En d'autres termes plus simples, il faut accorder aux traités avec les Indiens l'effet que leurs signataires avaient évidemment l'intention de leur donner à l'époque de leur conclusion même s'ils ne sont pas conformes aux exigences formelles actuelles. Ils ne devraient pas non plus être minés par l'application des règles d'interprétation que nous appliquons aujourd'hui aux contrats conclus entre des parties qui ont un pouvoir de négociation égal.
À mon avis, les principes d'interprétation formulés dans les arrêts Nowegijick et Simon sont fondamentalement justes et ont une importance considérable dans ce pourvoi. Aucune évaluation des répercussions de la Convention de transfert sur les droits des Indiens qu'on avait promis de protéger dans le Traité no 8 ne peut ignorer le fait que le Traité no 8 contenait un "engagement solennel". Par conséquent, lorsqu'on interprète la Convention de transfert entre le fédéral et les gouvernements provinciaux, il faut avoir à l'esprit l'engagement solennel que le gouvernement fédéral a pris en 1899 envers les Indiens visés par le Traité no 8. Il ne faudrait pas s'empresser de présumer que le gouvernement fédéral a voulu renier l'engagement qu'il avait pris. Nous devrions plutôt lui donner une interprétation, si le langage utilisé nous le permet, qui en assurera la mise en {oe}uvre et qui sera tout à fait conforme à cet engagement. Il est donc approprié de commencer l'analyse des questions soulevées dans le présent pourvoi par l'examen de la nature de "l'engagement solennel" contenu dans le Traité no 8.

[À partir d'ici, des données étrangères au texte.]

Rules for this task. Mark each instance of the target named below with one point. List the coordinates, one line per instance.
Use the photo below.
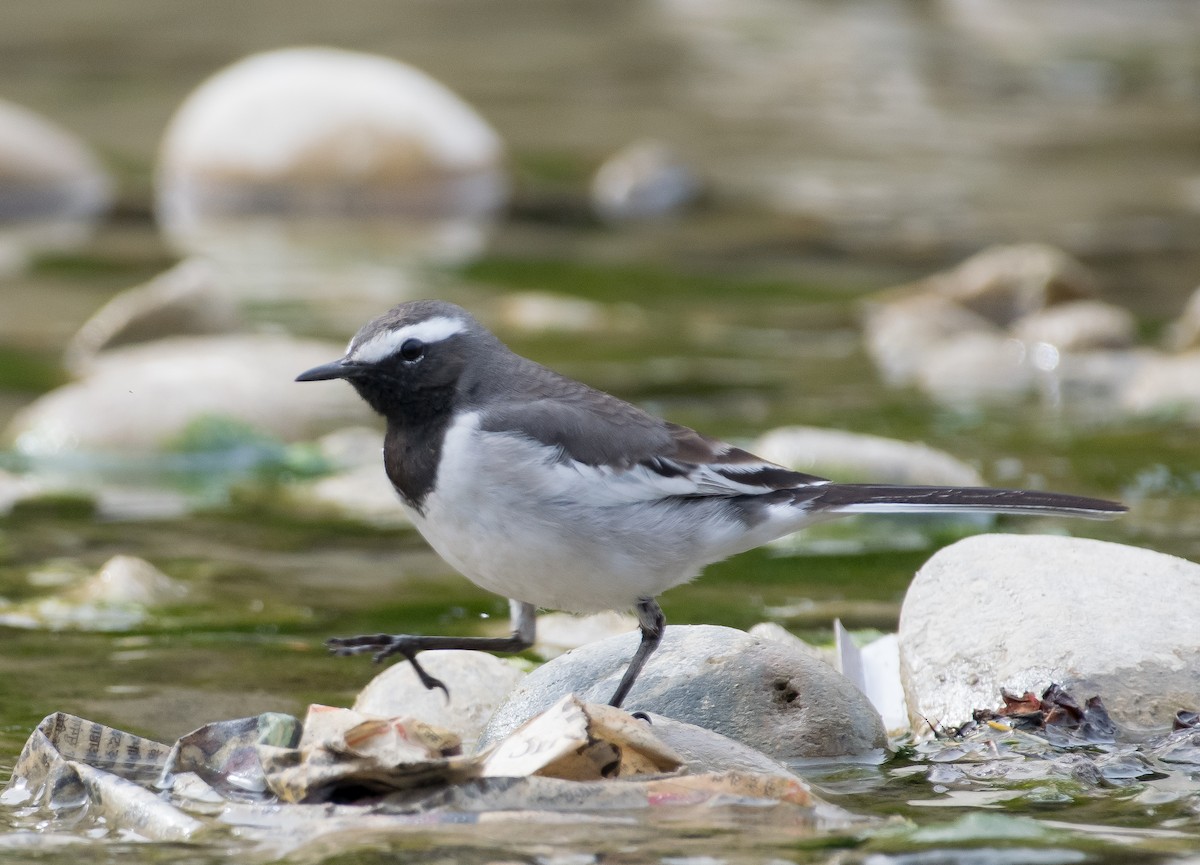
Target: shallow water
(747, 320)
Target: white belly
(552, 536)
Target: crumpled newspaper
(575, 757)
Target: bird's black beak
(325, 372)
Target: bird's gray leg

Le Traité no 8 et les droits de chasse des Indiens
Dans son ouvrage intitulé Commentary on Economic History of Treaty 8 Area (inédit, 13 juin 1985, à la p. 8), le professeur Ray nous prévient des risques de tenter de comprendre les pratiques de chasse des Indiens du territoire visé par le Traité no 8 en établissant des distinctions nettes entre la chasse pratiquée pour subvenir à des besoins domestiques et la chasse à des fins commerciales. Il souligne que les Indiens du territoire visé par le Traité no 8 avaient adopté un mode de vie axé sur les ressources fauniques. Ils chassaient le castor, l'orignal, le caribou et le bison des bois en vue d'en consommer une partie et d'en échanger l'autre. [TRADUCTION] "C'est pourquoi il est irréaliste de faire une distinction entre la chasse pour subvenir aux besoins domestiques et la chasse commerciale; cela ne permet pas d'ailleurs de se rendre pleinement compte de la complexité de l'économie des autochtones après l'arrivée des Blancs" (p. 9).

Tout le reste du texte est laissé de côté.